I got this one wrong because I didn’t know what the expression (item MOD 2) really did. Answer A is correct because the expression (item MOD 2) evaluates to 1 for odd values and evaluates to 0 for even values. As a result, the code segment adds 1 to result for each odd value in integerList.

• Question 52 - Binary Search on a list of 128 items

I got this one wrong because I forgot how a binary search element worked. Answer B is correct. The binary search algorithm starts at the middle of the list and repeatedly eliminates half the elements until the desired value is found or all elements have been eliminated. For a list with 128 elements, the list will be cut in half a maximum of 7 times. 128,64,32,16,8,4,2,

• Question 55 - Move element from end of list to beginning

Answer C is correct. This code segment assigns the value of the last element of the list to the variable temp, then removes the last element of the list, then inserts temp as the first element of the list.

• Question 67 - Behavior of blue orange purple spinner

Answer A was correct but answer C was not. The Correct answer was A and D. I didn’t include the fact that if the first spin isn’t 1, then it needs to spin again to a value in between 1 and 2 inclusive.

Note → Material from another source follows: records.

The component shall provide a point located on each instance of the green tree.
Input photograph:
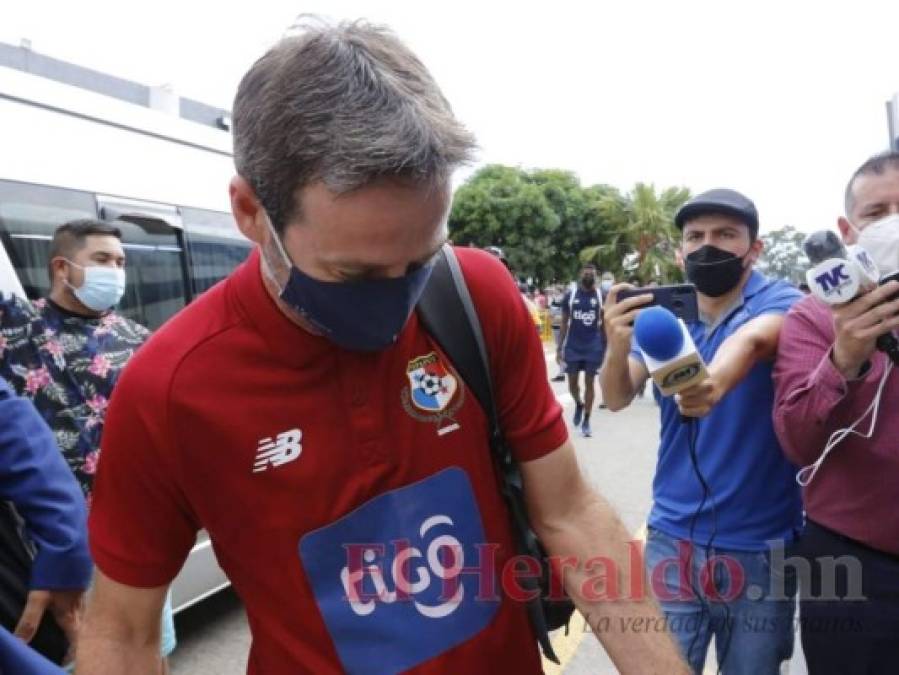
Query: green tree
(541, 219)
(641, 240)
(783, 257)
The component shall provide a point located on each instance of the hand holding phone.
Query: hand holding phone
(679, 299)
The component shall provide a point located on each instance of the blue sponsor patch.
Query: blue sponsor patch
(396, 580)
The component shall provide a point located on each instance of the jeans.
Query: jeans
(843, 634)
(748, 606)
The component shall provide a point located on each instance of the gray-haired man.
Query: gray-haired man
(303, 417)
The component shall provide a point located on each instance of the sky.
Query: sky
(780, 100)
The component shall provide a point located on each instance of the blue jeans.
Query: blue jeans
(749, 607)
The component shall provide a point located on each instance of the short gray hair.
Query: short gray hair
(876, 165)
(343, 104)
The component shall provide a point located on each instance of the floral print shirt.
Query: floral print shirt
(67, 364)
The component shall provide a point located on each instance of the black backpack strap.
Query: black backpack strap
(448, 314)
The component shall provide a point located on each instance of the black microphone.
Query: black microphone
(840, 274)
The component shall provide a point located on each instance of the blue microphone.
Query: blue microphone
(668, 350)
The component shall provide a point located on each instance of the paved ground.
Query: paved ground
(619, 460)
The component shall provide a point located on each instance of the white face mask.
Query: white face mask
(103, 286)
(881, 240)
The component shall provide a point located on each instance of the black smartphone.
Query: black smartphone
(891, 277)
(679, 299)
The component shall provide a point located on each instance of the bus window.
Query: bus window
(29, 214)
(155, 289)
(215, 244)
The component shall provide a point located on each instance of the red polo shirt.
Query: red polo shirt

• Question 68 - Error in remove duplicates code segment

I think I just read over the NOT part of the question and got both of them wrong. Answers A and C are correct. Answer A is correct because as it iterates over from right to left, it removes the sixth, forth, and second element resulting in [10,20,10] which still contains duplicates. Answer D is correct because as it itereates it won’t remove any adjacent elements even though 40 appears twice.

• Question 70 - Remove nth character from oldStr

Answer C was correct but Answer A was also correct, not B. Answer A was correct because the code segment assigns the characters to the left of position n to the variable left and the characters to the right of position n to the variable right. It then concatenates left and right and assigns the result to newStr.